MACRINA GAVE ALL THAT WAS LEFT TO THE POOR
After the death of St Emmelia, Macrina disposed of all that was left of their estate in favour of the poor, and lived herself, like the rest of the nuns, on what she earned by the labour of her hands.
Her brother Basil died in the beginning of the year 379, and she herself fell ill eleven months after. St Gregory of Nyssa making her a visit, after eight years’ absence, found her sick of a raging fever, lying on two boards, one of which served for her bed, and the other for her pillow.
ST GREGORY FOUND HER SICK OF A RAGING FEVER
He was exceedingly comforted by her pious discourses, and animated by the fervour and ardent sighs of divine love and penance, by which she prepared herself for her last hour.
She calmly expired, after having armed herself with the sign of the cross.

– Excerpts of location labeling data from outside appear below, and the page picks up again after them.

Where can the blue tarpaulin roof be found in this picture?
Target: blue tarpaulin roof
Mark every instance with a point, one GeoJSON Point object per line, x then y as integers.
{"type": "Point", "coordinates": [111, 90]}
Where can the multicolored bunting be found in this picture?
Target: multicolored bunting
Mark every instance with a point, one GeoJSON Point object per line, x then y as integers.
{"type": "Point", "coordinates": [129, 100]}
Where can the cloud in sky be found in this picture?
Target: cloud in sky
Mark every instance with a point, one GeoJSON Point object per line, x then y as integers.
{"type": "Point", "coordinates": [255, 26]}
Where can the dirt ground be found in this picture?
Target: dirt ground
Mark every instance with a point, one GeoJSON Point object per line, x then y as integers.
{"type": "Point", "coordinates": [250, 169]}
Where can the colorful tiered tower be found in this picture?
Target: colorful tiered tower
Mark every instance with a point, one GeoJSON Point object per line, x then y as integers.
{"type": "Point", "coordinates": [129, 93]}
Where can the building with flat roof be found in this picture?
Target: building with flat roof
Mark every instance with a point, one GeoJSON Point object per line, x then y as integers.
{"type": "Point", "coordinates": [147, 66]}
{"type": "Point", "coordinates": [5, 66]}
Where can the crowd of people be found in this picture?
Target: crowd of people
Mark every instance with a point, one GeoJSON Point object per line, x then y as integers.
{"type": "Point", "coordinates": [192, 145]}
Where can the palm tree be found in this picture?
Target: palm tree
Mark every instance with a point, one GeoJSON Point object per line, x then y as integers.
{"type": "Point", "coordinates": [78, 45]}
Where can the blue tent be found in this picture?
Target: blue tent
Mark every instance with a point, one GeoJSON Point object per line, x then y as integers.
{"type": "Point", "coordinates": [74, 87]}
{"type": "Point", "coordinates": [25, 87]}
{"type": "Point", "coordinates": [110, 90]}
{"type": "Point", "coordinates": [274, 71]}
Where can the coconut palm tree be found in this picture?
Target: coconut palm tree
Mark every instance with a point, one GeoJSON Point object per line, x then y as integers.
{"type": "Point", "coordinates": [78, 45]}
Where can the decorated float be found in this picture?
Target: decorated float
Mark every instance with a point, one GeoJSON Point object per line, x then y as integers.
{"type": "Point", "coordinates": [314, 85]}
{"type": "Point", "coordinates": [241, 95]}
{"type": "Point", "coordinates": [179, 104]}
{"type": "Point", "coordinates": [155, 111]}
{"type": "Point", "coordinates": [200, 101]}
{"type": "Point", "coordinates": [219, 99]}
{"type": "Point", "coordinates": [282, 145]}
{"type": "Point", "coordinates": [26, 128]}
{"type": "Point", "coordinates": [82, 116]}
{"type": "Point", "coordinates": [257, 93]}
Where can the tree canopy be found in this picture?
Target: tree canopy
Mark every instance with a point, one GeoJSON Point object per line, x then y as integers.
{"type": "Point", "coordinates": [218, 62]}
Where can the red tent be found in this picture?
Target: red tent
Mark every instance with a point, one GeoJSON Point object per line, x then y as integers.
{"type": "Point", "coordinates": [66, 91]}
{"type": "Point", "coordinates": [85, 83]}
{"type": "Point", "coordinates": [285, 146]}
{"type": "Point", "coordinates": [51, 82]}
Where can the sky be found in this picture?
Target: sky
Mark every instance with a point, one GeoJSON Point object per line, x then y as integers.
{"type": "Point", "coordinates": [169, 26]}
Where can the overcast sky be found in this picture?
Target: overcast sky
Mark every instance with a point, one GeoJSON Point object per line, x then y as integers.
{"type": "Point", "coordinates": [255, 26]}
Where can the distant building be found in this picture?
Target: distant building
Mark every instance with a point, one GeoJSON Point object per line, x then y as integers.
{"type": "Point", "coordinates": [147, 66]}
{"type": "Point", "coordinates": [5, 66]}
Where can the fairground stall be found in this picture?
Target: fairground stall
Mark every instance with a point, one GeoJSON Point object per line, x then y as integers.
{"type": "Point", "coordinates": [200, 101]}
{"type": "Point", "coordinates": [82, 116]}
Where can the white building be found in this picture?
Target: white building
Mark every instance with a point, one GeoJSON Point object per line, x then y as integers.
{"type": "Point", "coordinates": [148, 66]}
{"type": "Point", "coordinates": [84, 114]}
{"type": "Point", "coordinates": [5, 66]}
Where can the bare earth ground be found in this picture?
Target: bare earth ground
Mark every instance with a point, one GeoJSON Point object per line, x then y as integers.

NOTHING WAS FOUND TO COVER HER CORPSE
Such was the poverty of the house that nothing was found to cover her corpse when it was carried to the grave, but her old hood and coarse veil; but St Gregory threw over it his episcopal cloak. She had worn about her neck a fillet, on which hung an iron cross and a ring.
THE FUNERAL PROCESSION
St Gregory gave the cross to a nun named Vestiana, but kept himself the ring, in which the metal was hollow, and contained in it a particle of the true cross.
Araxus, bishop of the place, and St Gregory led up the funeral procession, which consisted of the clergy, the monks, and nuns, in two separate choirs. The whole company walked singing psalms, with torches in their hands.
SHE DIED IN A.D. 397
The holy remains were conveyed to the church of the Forty Martyrs, a mile distant from the monastery, and were deposited in the same vault with the saint’s mother. Prayers were offered up for them both. St Macrina died in December, 379; but is commemorated by the Latins and Greeks on July 19. This account is given us by St Gregory of Nyssa, in the funeral discourse he made upon her.